Kastilyalı Juana I'in, daha çok Deli Juana olarak bilinen hikâyesi, İspanyol monarşisinin en büyüleyici ve trajik dönemlerinden biri olmaya devam ediyor. Yüzyıllar boyunca, onun kişiliği efsaneler ve siyasi propaganda arasında sıkışıp kalmıştır. Katolik hükümdarların kızı ve I. Charles'ın annesi olan Juana'nın hayatı, yalnızlık, manipülasyon ve neredeyse yarım yüzyıl süren bir tecrit dönemiyle damgalanmıştır. Onu aşk yüzünden bir delilik nöbetinin kurbanı olarak gösteren klişelerin ötesinde, hikâyesi, Avusturyalıların hanedan stratejilerinde pazarlık kozu olarak kullanılan ve etrafındaki adamlar tarafından iktidardan uzaklaştırılan bir kraliçenin hikâyesidir.

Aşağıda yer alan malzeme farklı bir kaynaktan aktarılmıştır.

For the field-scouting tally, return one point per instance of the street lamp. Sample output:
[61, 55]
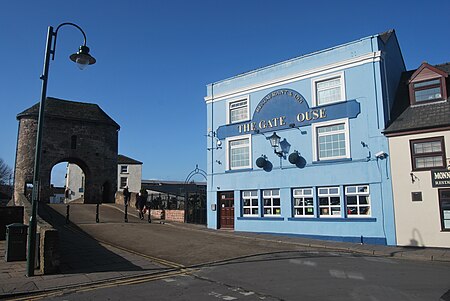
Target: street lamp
[275, 143]
[83, 59]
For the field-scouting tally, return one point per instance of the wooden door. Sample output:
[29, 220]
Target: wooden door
[226, 211]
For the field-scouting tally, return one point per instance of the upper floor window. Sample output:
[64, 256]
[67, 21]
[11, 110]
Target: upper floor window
[239, 152]
[428, 153]
[426, 84]
[331, 140]
[328, 90]
[123, 168]
[427, 90]
[238, 110]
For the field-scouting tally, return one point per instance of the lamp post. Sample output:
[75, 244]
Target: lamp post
[83, 59]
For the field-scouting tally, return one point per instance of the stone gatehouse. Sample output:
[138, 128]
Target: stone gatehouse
[73, 132]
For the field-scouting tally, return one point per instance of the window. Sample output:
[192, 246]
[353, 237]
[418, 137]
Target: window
[239, 154]
[428, 153]
[123, 182]
[303, 202]
[357, 200]
[124, 169]
[328, 90]
[329, 201]
[331, 140]
[250, 203]
[238, 111]
[272, 205]
[444, 206]
[427, 90]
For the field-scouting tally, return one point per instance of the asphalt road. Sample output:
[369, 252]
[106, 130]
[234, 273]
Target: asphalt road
[220, 266]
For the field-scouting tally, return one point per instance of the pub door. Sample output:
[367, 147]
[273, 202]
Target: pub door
[226, 211]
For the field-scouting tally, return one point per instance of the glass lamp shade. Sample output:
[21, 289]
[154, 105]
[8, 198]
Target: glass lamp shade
[274, 140]
[83, 58]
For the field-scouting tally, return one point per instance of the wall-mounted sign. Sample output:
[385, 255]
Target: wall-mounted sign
[286, 108]
[440, 178]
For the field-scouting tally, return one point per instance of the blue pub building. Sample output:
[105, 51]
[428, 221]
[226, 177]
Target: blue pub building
[297, 147]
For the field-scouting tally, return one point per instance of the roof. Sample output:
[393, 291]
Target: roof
[72, 110]
[121, 159]
[406, 118]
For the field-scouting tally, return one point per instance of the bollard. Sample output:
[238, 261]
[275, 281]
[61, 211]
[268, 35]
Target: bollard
[67, 214]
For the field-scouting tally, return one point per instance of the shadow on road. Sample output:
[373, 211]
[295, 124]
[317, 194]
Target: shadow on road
[80, 253]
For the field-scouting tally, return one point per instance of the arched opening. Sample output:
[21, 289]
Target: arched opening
[68, 179]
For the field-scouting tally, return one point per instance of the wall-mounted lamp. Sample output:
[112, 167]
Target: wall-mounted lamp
[381, 155]
[213, 135]
[275, 143]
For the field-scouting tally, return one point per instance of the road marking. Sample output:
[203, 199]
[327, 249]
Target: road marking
[343, 275]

Aslında hayatı, İspanyol monarşisinin en büyük ikilemlerinden birini gözler önüne seriyor: kan ve güç arasındaki gerilim. Juana, kurulma aşamasındaki bir imparatorluğun varisiydi, ama aynı zamanda Habsburgları Avrupa'nın en güçlü hanedanı haline getiren evlilik stratejilerinin de tutsağıydı. Tordesillas'taki 46 yıllık tutukluluğu sadece kişisel bir trajedi değil, aynı zamanda gücün kendi kahramanlarını nasıl yutabileceğinin de bir yansımasıydı.

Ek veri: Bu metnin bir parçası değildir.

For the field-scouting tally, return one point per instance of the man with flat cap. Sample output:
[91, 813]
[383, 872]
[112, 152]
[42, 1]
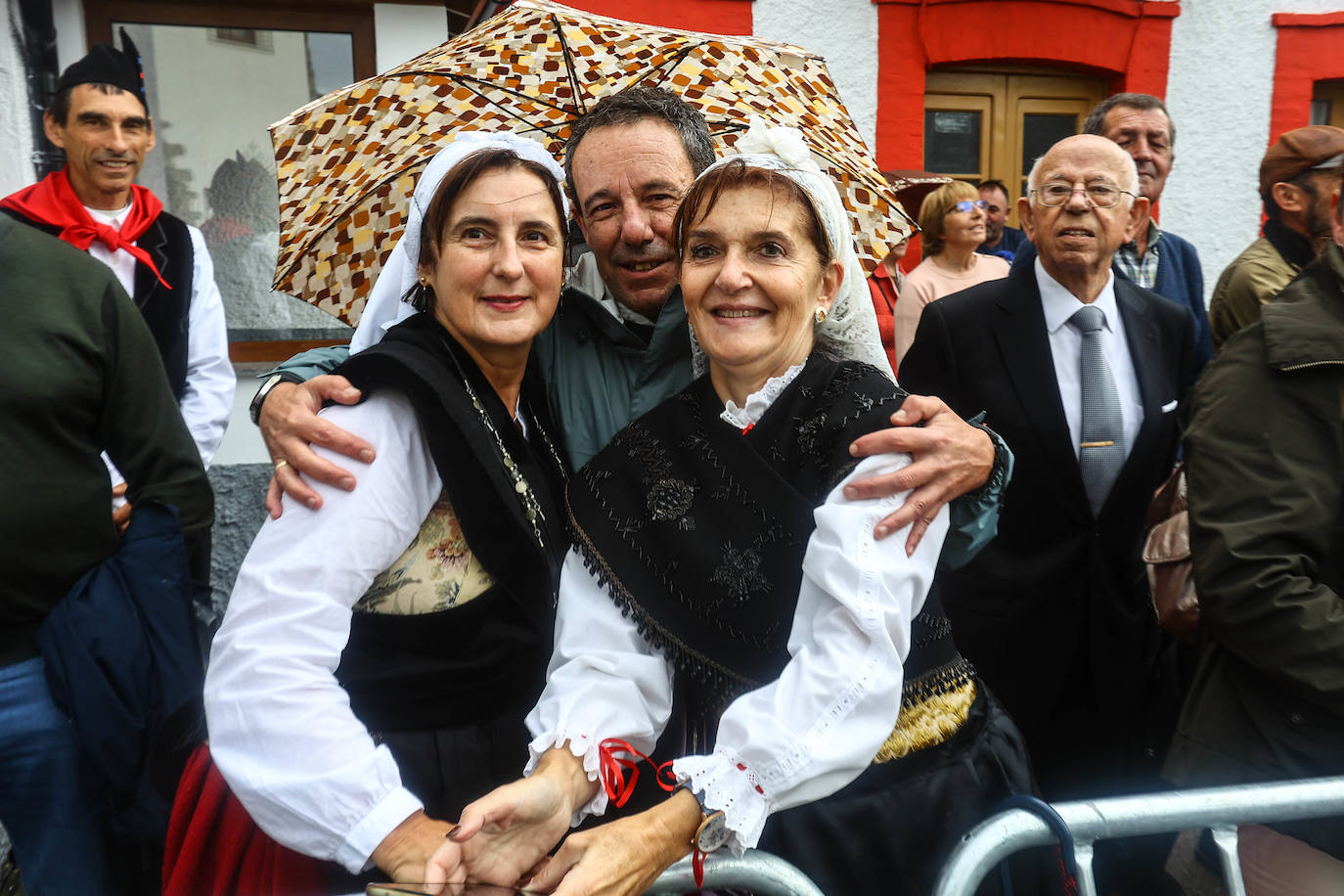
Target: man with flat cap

Günümüzde tarihçiler, onun hikayesini daha eleştirel ve insani bir gözle inceliyor ve yüzyıllardır kitaplarda ve kayıtlarda tekrarlanan efsaneleri çürütüyor. Ortaya çıkan rahatsız edici sorular şunlar: Gerçekten beceriksiz bir kraliçe miydi, yoksa kimliğini erkeklerin dünyasına teslim etmeyi reddeden bir kadın mıydı? Siyasetin, ailesinin veya çok fazla çıkarı olan bir efsanenin kurbanı mıydı?

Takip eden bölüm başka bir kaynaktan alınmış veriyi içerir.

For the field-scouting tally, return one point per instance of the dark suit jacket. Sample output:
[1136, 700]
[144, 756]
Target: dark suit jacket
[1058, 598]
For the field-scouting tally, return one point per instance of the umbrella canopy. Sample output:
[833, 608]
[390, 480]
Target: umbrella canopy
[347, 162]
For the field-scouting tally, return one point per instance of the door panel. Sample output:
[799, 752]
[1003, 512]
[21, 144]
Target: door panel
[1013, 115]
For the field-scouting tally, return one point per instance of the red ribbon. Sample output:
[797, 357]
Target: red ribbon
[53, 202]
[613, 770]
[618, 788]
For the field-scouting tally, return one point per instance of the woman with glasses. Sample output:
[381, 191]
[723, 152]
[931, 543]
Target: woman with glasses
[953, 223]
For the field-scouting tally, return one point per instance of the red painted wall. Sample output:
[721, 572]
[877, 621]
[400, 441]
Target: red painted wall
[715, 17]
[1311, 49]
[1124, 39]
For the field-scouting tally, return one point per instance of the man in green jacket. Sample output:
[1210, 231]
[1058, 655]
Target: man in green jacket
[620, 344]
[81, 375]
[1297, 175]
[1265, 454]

Rubén Buren tarafından koordine edilen ve Pinolia tarafından yayınlanan Los Austrias kitabı bu gizemi ortaya çıkarmaya çalıştı. Bu bölüm bizi Kastilya Kralı I. Juana'nın tarihinin ve uzun esaretinin kalbine götürüyor.
Esir Kraliçe
Katolik Hükümdarların beş çocuğundan üçüncüsü olan İnfanta Juana, 6 Kasım 1479'da Toledo'da doğdu. Annesinin ısrarı üzerine, Katolik Hükümdarların evlilik politikasının tasarımında mükemmel bir pazarlık kozu haline gelmesini sağlayacak kapsamlı bir eğitim aldı. Böylece 1495'te, Avusturyalı Maximilian ve Burgonya'lı Mary'nin oğlu ve varisi Habsburglu Felipe ile evlendi. O andan itibaren efsane, her zaman kendisiyle tutarlı, duygu ve arzularını ifade etmekten çekinmeyen ve başkalarının hırslarının kurbanı olarak hayatının son yıllarında esir kalan bir kadını deli olarak tasvir eden yoğun bir ağ ördü.